Fabio Perego, un proprietario di una casa liberty nella provincia di Varese, nel 2013 era preccupato per lo stato dello splendido faggio rosso situato nel suo giadino (Fagus sylvatica Atropurpurea) . Esso aveva una cavità significativa alla base del tronco, e aveva le radici infettate dal fungo fitopatogeno detto “chiodino” (Armillaria mellea). Inoltre era chiaramente visibile nella chioma una Fomitiporia punctata (syn Phellinus punctatus). A causa della stretta vicinanza dell’albero alla strada principale, Perego ha deciso di controllare la sua stabilità mediante prova di trazione controllata. Il test della prova di trazione ha mostrato un indice di sicurezza molto basso (0,9 o 90%), quindi il faggio era diventato un rischio enorme e la riduzione della chima sembrava essere necessaria per il suo mantenimento. Mycosolutions è stata contattata.

In primo luogo, sono stati analizzati in laboratorio i corpi fruttiferi, mediante un processo complesso che ha previsto l’utilizzo di vari ceppi di Trichoderma, per cui è stato selezionato un ceppo con un alto potenziale antagonista. Oltre ad essere in grado di sopprimere e frenare la crescita del fungo chiodino, il ceppo selezionato può anche aumentare la disponibilità di sostanze nutritive dell’albero, come il fosforo ed il ferro.

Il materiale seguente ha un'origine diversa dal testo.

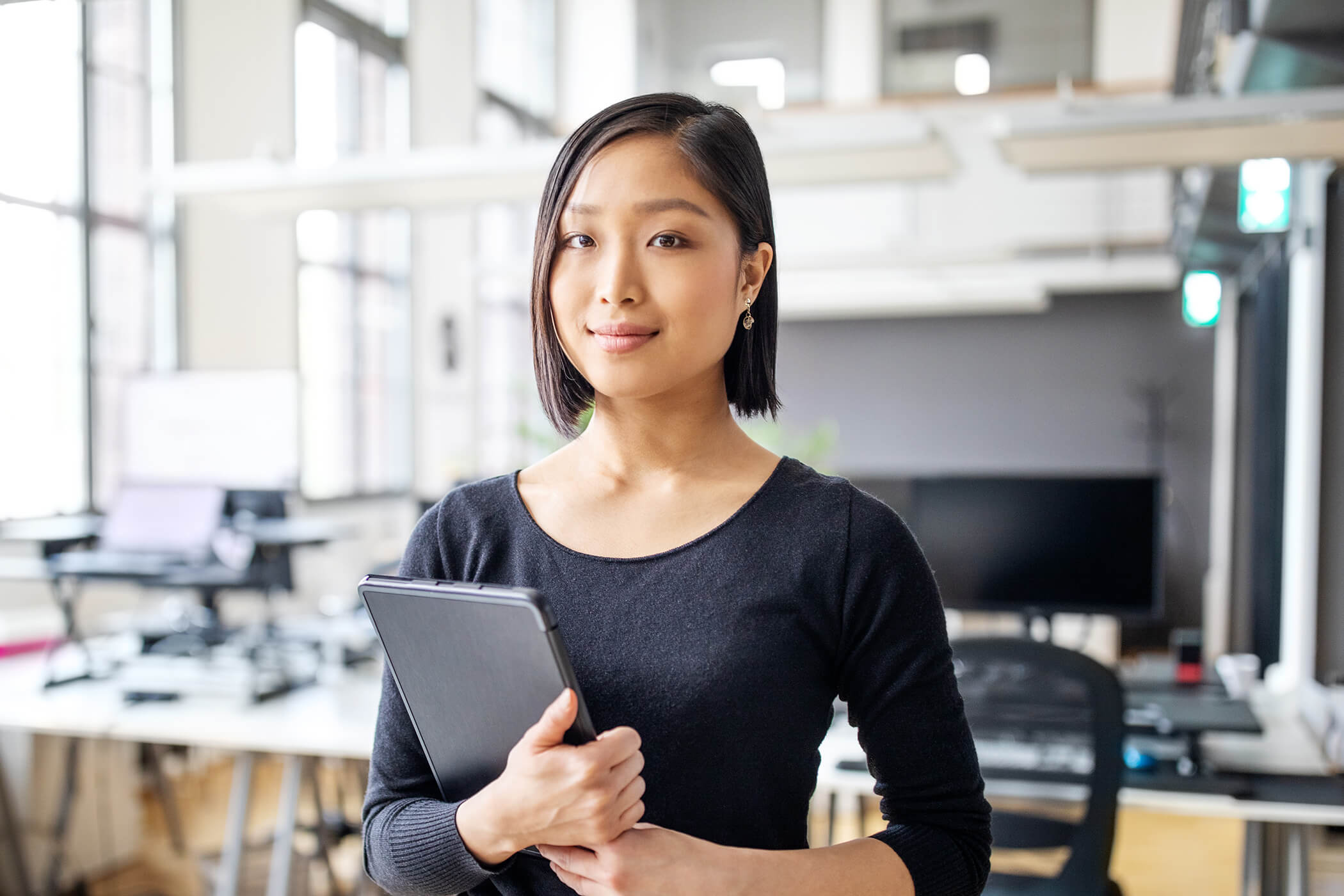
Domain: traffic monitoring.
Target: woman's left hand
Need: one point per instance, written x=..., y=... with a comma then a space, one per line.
x=647, y=860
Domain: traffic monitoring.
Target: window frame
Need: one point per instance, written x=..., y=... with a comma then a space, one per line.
x=367, y=39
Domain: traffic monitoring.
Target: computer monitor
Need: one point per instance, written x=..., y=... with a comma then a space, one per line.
x=1041, y=543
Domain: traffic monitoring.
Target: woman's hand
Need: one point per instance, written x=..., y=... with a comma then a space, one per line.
x=557, y=793
x=647, y=861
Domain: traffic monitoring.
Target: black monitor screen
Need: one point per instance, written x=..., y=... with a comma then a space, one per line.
x=1010, y=545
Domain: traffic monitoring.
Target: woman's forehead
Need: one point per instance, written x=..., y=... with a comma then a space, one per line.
x=641, y=173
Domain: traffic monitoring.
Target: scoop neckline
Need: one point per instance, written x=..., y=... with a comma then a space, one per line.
x=700, y=539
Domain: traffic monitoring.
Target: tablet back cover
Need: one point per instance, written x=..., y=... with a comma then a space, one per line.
x=475, y=677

Nel primo trattamento il formulato granulare di Trichoderma fatto su misura è stato miscelato al compost e distribuito uniformemente con uno spessore da 5 a 7 cm attorno al tronco, sull’apparato radicale, mantenedolo sempre al giusto grado di umidità. Il proprietario dell’albero ha continuato i trattamenti spruzzando l’apparato radicale ed il tronco con la sospensione di spore ogni 3-4 settimane, aggiugendo del comost .

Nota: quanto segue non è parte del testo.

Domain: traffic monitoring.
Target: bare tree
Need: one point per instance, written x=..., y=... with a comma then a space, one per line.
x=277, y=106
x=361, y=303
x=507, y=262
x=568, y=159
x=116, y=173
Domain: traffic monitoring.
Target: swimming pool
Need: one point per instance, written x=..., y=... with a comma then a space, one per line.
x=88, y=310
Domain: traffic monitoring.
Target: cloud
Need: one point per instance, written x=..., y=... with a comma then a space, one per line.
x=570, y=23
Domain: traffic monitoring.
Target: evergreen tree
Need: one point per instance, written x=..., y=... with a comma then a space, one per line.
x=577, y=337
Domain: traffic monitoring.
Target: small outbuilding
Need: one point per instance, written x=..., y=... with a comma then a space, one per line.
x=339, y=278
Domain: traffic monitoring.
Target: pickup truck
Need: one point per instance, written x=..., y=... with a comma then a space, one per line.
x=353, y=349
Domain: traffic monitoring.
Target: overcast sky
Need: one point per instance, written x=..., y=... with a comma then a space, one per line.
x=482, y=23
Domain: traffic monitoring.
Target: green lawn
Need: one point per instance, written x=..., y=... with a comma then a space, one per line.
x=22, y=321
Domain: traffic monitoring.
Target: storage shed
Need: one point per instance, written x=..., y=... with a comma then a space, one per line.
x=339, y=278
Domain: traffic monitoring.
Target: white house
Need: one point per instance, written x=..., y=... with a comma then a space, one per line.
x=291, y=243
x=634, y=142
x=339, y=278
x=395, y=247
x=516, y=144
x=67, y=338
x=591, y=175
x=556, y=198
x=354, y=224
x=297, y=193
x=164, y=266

Tre anni dopo, nell’autunno del 2017, non corparvero più i corpi fruttiferi alle radici e le ferite al tronco erano state chiuse da nuovo legno. Il carpoforo presente sulle branche (F. punctata) è regredito e la chioma ha mostrato molto più fogliame. Un’altra prova di trazione ha mostrato un sorprendente indice di sicurezza del 110%, quindi l’albero è stato considerato più stabile. La maggiore crescita dei germogli rispetto al passato indica un’elevata vitalità del faggio generata dal ristabilimento dell’ equilibrio microbico del terreno. Di conseguenza, il faggio ha mostrato segni positivi nel contrasto dei patogeni. Recenti studi dimostrano che l’effetto soppressivo del Trichoderma nel terreno inibisce il decadimento causato dai funghi patogeni e inoltre promuove lo sviluppo di nuove radici.

L’attenzione e la regolarità dei trattamenti di Fabio Perego sono stati cruciali per il recupero del faggio. Se un patogeno è in grado di diffondersi indisturbato per anni, la probabilità di infezione è alta e quindi è altamente consigliabile eseguire trattamenti frequenti per sopprimere il decadimento dei funghi patogeni, limitando ulteriormente la loro diffusione negli alberi sani.

Una seconda prova di trazione svolta nel 2017 ha rivelato un sorprendente indice di sicurezza del 110%, quindi l’albero è stato considerato stabile.